Once you get the security group id (YOUR_EKS_SECURITY_GROUP_ID), you need to proceed to the AWS management console by clicking on security groups. Filter security groups using the Security Group ID and then paste your EKS security group id. Click on the inbound rules tab, then click on the Edit inbound rules, now you should arrive at the following screen.

Edit inbound rules
Edit inbound rules

Add two rules for HTTP and HTTPS as follows:

Edit inbound rules
Edit inbound rules

Click Save rules to save the updated rules to the security group.
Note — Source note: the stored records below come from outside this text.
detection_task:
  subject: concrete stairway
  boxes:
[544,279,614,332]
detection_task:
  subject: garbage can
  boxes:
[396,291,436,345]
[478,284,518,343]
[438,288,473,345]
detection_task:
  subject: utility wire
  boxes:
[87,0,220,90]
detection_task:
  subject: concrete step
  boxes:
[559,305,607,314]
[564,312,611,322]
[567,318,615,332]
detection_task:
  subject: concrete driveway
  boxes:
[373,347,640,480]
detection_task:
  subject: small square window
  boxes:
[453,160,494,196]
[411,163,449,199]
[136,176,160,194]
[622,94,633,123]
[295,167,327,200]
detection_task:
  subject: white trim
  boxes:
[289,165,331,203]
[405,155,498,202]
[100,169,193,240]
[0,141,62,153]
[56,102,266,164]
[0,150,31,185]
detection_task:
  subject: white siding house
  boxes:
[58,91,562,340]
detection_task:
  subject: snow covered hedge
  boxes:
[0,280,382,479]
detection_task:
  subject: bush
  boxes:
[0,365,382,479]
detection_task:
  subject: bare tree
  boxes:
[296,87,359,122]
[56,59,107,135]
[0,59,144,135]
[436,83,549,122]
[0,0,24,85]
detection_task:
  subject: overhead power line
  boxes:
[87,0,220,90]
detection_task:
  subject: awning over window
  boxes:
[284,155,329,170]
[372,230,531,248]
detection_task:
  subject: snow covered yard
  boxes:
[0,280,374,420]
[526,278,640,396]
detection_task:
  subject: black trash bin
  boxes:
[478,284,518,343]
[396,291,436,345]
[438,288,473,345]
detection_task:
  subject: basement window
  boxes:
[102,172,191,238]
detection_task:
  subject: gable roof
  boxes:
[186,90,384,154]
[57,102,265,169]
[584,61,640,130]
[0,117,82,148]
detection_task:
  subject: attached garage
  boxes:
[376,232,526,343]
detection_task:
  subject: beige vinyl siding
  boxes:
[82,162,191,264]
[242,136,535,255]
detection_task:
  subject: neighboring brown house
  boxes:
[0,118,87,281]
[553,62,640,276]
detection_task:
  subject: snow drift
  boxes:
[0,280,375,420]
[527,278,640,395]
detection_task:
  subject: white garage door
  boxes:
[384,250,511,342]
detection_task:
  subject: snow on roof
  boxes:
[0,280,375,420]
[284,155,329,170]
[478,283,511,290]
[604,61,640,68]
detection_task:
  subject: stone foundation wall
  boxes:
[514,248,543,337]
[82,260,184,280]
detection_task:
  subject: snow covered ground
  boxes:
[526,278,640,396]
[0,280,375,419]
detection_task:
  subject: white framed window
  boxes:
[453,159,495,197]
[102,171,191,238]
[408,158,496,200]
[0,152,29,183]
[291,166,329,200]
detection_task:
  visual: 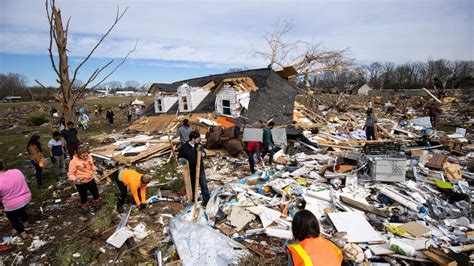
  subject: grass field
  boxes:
[0,97,152,185]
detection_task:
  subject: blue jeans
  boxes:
[31,160,43,186]
[191,165,211,205]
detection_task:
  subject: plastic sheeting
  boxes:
[170,216,250,265]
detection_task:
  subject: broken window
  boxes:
[156,99,163,112]
[222,100,231,115]
[181,96,188,111]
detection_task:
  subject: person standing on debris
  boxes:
[288,210,343,266]
[245,141,260,174]
[173,119,193,145]
[48,131,66,181]
[68,146,100,211]
[27,135,46,187]
[262,121,275,164]
[105,108,115,125]
[105,169,151,213]
[364,108,376,140]
[79,113,89,130]
[0,161,31,239]
[61,121,81,160]
[127,106,132,123]
[425,102,441,128]
[178,131,210,207]
[94,105,99,117]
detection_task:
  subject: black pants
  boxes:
[365,127,375,140]
[5,205,28,234]
[31,160,43,186]
[262,145,275,164]
[430,114,438,128]
[76,179,100,204]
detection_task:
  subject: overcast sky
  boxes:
[0,0,474,85]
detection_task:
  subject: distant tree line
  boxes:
[311,59,474,96]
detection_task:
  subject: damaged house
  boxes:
[146,68,297,125]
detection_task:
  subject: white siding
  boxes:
[178,84,192,112]
[164,96,178,112]
[216,84,237,116]
[215,84,250,116]
[191,88,210,111]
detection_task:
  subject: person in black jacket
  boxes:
[178,131,210,207]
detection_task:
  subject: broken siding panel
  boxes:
[216,84,238,116]
[178,84,192,112]
[163,96,178,112]
[189,89,210,111]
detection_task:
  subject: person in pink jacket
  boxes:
[0,161,31,238]
[68,146,100,211]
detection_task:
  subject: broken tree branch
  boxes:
[69,6,128,92]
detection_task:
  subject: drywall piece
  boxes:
[369,243,395,256]
[107,227,134,248]
[400,222,431,237]
[247,205,281,228]
[229,206,255,231]
[265,227,293,240]
[328,212,383,243]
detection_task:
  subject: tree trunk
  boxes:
[53,7,75,122]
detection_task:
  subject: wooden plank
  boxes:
[340,196,388,217]
[112,143,169,166]
[182,162,193,202]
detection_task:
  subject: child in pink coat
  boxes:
[0,161,31,238]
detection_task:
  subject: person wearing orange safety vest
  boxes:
[288,210,342,266]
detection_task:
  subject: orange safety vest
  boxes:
[288,237,342,266]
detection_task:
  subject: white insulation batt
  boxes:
[170,218,250,266]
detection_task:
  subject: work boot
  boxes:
[79,203,89,214]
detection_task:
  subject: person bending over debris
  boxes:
[288,210,342,266]
[27,135,46,187]
[0,161,31,238]
[48,131,66,180]
[262,121,275,164]
[68,146,100,211]
[178,131,210,207]
[61,121,81,160]
[425,102,441,128]
[245,141,260,174]
[173,119,193,144]
[105,169,151,213]
[364,108,375,140]
[105,108,115,125]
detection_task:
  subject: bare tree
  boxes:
[252,20,353,84]
[36,0,136,121]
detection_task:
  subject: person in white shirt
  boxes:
[48,131,66,180]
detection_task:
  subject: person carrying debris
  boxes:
[105,169,151,213]
[27,135,46,188]
[364,108,376,140]
[105,108,115,125]
[61,121,81,160]
[178,131,210,207]
[262,121,275,164]
[173,119,193,144]
[48,131,66,181]
[288,210,343,266]
[127,106,132,123]
[245,141,260,174]
[79,113,89,130]
[425,102,441,128]
[0,161,31,239]
[68,146,100,211]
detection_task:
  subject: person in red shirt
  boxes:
[245,141,260,174]
[425,102,441,128]
[288,210,343,266]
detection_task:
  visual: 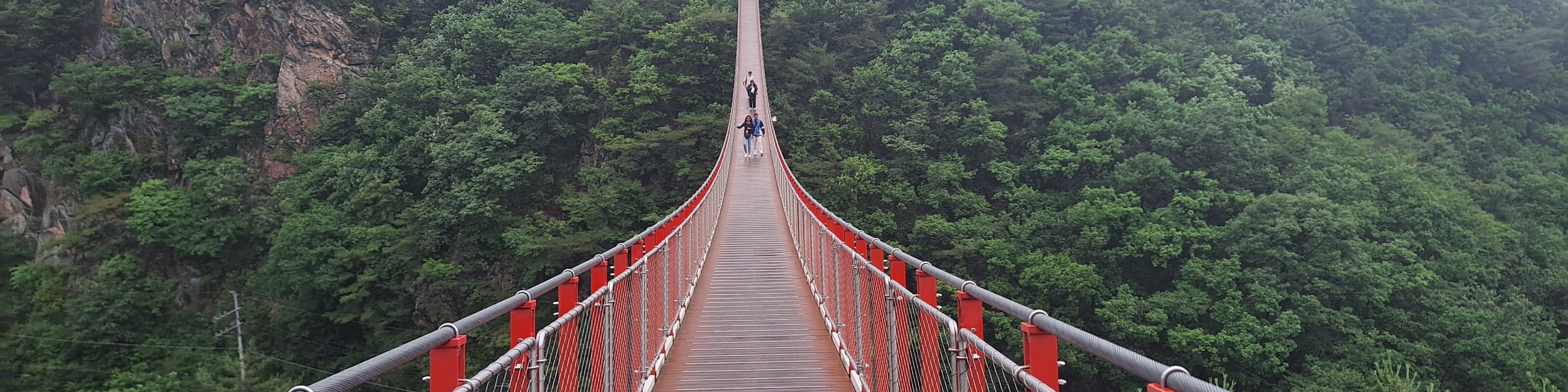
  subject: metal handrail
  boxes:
[773,132,1228,392]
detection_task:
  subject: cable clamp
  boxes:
[1028,309,1050,328]
[1160,367,1192,387]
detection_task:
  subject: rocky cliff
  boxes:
[0,0,380,262]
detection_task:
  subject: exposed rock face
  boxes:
[0,0,378,262]
[89,0,378,143]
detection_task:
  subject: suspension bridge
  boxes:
[290,0,1224,392]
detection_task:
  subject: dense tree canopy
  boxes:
[0,0,1568,392]
[764,0,1568,390]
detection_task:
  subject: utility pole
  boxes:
[212,292,245,386]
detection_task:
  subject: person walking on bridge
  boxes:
[747,80,758,108]
[737,114,758,158]
[751,116,767,157]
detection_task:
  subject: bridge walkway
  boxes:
[654,0,854,392]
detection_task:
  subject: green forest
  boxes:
[0,0,1568,392]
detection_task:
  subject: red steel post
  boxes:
[588,260,610,293]
[887,254,909,289]
[555,276,582,392]
[626,240,646,267]
[1019,323,1061,390]
[508,299,540,392]
[865,245,887,273]
[958,290,985,339]
[430,336,469,392]
[610,246,632,276]
[510,299,540,345]
[914,270,936,307]
[958,290,986,392]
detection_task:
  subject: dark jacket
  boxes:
[737,119,758,138]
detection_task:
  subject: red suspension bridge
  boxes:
[290,0,1224,392]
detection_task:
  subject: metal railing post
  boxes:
[887,254,909,289]
[588,260,610,293]
[883,281,906,392]
[914,270,936,307]
[555,276,582,392]
[599,284,620,392]
[947,323,966,392]
[958,290,986,392]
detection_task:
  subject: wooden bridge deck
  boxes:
[654,0,854,392]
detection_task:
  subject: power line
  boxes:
[0,332,235,350]
[267,303,430,332]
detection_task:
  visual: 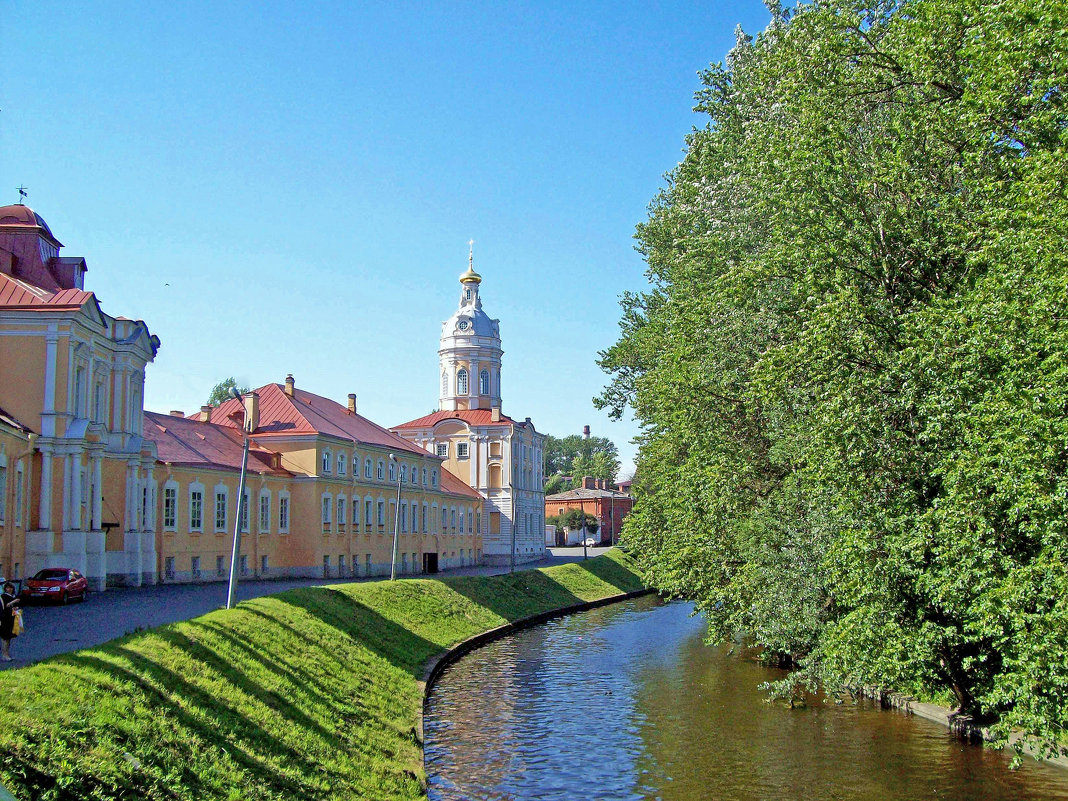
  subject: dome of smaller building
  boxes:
[0,203,56,241]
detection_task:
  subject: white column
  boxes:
[38,445,52,531]
[90,452,104,531]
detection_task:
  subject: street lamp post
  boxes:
[390,454,401,581]
[226,387,251,609]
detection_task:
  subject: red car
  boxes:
[22,567,89,603]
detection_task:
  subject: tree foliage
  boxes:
[545,434,619,482]
[207,376,251,406]
[598,0,1068,760]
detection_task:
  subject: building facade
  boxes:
[393,255,545,564]
[145,375,483,581]
[545,475,634,545]
[0,205,159,588]
[0,205,486,591]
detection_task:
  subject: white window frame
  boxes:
[189,482,205,532]
[278,489,289,534]
[163,478,178,531]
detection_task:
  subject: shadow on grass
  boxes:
[258,587,442,678]
[57,647,321,798]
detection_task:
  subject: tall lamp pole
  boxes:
[390,454,401,581]
[226,387,251,609]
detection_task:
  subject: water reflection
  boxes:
[425,598,1068,801]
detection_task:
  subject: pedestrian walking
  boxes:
[0,581,19,662]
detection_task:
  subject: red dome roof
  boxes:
[0,203,57,241]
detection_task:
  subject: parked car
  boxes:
[21,567,89,603]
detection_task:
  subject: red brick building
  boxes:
[545,475,633,545]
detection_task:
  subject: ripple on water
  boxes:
[424,598,1068,801]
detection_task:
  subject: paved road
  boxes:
[0,548,607,670]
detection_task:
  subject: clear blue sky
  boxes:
[0,0,768,472]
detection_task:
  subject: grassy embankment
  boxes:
[0,551,641,801]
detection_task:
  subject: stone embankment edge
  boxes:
[419,587,656,744]
[860,687,1068,770]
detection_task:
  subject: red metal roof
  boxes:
[393,409,524,429]
[205,383,437,458]
[143,411,292,475]
[441,466,482,500]
[0,272,94,312]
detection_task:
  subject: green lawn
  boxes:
[0,550,641,801]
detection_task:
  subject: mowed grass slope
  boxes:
[0,551,641,801]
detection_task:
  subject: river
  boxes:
[424,597,1068,801]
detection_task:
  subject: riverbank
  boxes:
[0,550,642,801]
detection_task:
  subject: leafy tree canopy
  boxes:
[207,376,251,406]
[598,0,1068,760]
[545,434,619,482]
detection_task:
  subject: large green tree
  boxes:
[545,434,619,491]
[598,0,1068,760]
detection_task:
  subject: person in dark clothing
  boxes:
[0,581,19,662]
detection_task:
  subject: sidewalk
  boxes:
[0,548,606,670]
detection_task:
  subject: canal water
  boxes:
[424,597,1068,801]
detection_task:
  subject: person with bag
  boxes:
[0,581,21,662]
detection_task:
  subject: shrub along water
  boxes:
[0,551,641,800]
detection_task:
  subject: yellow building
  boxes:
[0,205,159,590]
[393,255,545,564]
[145,375,483,581]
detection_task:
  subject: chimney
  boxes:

Step 5: Allow Hopsworks.ai to delete ECR repositories on your behalf#

You need to add another inline policy to your role or user connected to Hopsworks.ai, see [../getting_started.md]. First, navigate to AWS management console, then click on Roles or Users depending on which connection method you have used in Hopsworks.ai, and then search for your role or user name and click on it. Go to the Permissions tab, click on Add inline policy, and then go to the JSON tab. Paste the following snippet, click on Review policy, name it, and click Create policy.

{
    "Version": "2012-10-17",
    "Statement": [
        {
            "Sid": "AllowDeletingECRRepositories",
            "Effect": "Allow",
            "Action": [
                "ecr:DeleteRepository"
            ],
            "Resource": [
                "arn:aws:ecr:*:*:repository/*/filebeat",
                "arn:aws:ecr:*:*:repository/*/base"
            ]
        }
    ]
}

Step 6: Create a Hopsworks cluster with EKS and ECR support#

In Hopsworks.ai, select Create cluster. Choose the region of your EKS cluster and fill in the name of your S3 bucket, then click Next:

Create Hopsworks cluster
Create Hopsworks cluster

Choose your preferred SSH key to use with the cluster, then click Next:

Choose SSH key
Choose SSH key

Choose the instance profile role that you have created in Step 2, then click Next:

Choose instance profile role
Choose instance profile role

Choose Enabled to enable the use of Amazon EKS and ECR:

Choose Enabled
Choose Enabled

Add your EKS cluster name and update your AWS account id if you want to use another account for ECR, then click Next:

Add EKS cluster name
Add EKS cluster name

Choose the VPC of your EKS cluster, then click Next:

Choose VPC
Choose VPC

Choose any of the subnets in the VPC, then click Next:

Choose Subnet
Choose Subnet

Choose the security group that you have updated in Step 4, then click Next:

Note

Select the Security Group in the form of eks-cluster-sg-YOUR-CLUSTER-NAME-* and NOT the ones for ControlPlaneSecurity or ClusterSharedNode.

Choose Security Group
Choose Security Group

Click Review and submit, then Create. Once the cluster is created, Hopsworks will use EKS to launch Python jobs, Jupyter servers, and ML model servings.